The mantra of Grow With the Flow is “Your mind is a playground.” I argue in the first pages of the book that this is hard-headed, scientifically solid advice – that it’s the route to effective learning and real-world accomplishment.
Daniel Pink, in a New York Times Op-Ed piece on June 4, says “do what you love” is the way to go for this year’s graduates:
Commencement speakers have long offered graduating seniors the same warm and gooey career advice: Do what you love.
And graduates have long responded the same way: They’ve listened carefully, nodded earnestly, and gone out and become accountants ….
But this year is different. The students graduating this spring will operate in a labor market that increasingly confers an economic advantage on the activities that people do out of a sense of intrinsic satisfaction – designing cool things, telling stories and helping others. For the class of 2005, “Do what you love” is no longer a soft-hearted sentiment.

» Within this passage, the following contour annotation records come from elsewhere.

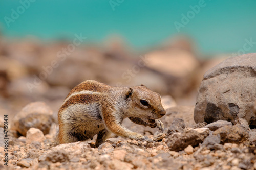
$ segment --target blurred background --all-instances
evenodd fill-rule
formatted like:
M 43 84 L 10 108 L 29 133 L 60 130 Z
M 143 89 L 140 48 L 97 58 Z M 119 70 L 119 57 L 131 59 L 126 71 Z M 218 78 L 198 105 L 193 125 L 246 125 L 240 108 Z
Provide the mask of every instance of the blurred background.
M 256 51 L 256 1 L 0 1 L 0 114 L 75 86 L 144 84 L 194 105 L 203 74 Z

It is also a hard-headed strategy.
Mr Pink points to three forces – automation, outsourcing, and prosperity – which will require higher-level skills of our kids. Listing qualities we’ll have to rely on, he includes one of my magic words, “joyfulness.”
In other words, to make it in the emerging economy, we will have to do things that software can’t do faster and that overseas knowledge workers can’t do more cheaply. In addition, what we produce must also satisfy the growing consumer demand for products and services infused with emotion, spirituality and artistry ….

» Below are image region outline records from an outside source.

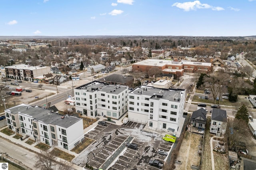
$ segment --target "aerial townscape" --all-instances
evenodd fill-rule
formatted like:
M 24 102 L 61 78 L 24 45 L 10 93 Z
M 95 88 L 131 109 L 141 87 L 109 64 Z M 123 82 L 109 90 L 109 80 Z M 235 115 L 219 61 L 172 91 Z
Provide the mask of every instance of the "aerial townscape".
M 256 169 L 256 0 L 21 1 L 0 169 Z

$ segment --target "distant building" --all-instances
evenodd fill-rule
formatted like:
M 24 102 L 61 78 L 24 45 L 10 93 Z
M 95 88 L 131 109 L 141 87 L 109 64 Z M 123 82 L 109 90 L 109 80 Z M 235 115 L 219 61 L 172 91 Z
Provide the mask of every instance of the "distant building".
M 70 150 L 84 139 L 81 118 L 24 104 L 4 111 L 9 129 L 37 142 Z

As the information age matures, eat-your-spinach skills are still necessary, but they are no longer sufficient. The abilities that matter more are turning out to be the abilities that are also fundamental sources of human gratification. And that’s good news for many intrinsically motivated (but sometimes parentally discouraged) professions. Indeed, more Americans already work in art, entertainment and design than work as lawyers, accountants and auditors.
To be sure, this new labor market is not a land in which every person will be able to pursue a passion and instantly arrive at a fat paycheck. Still, we may finally be at the point where we can tell freshly minted graduates: Look, it’s a rough world out there. There’s only one way to survive. Do what you love.
So many books to read, but his is on my list: Daniel H. Pink is the author of A Whole New Mind: Moving From the Information Age to the Conceptual Age.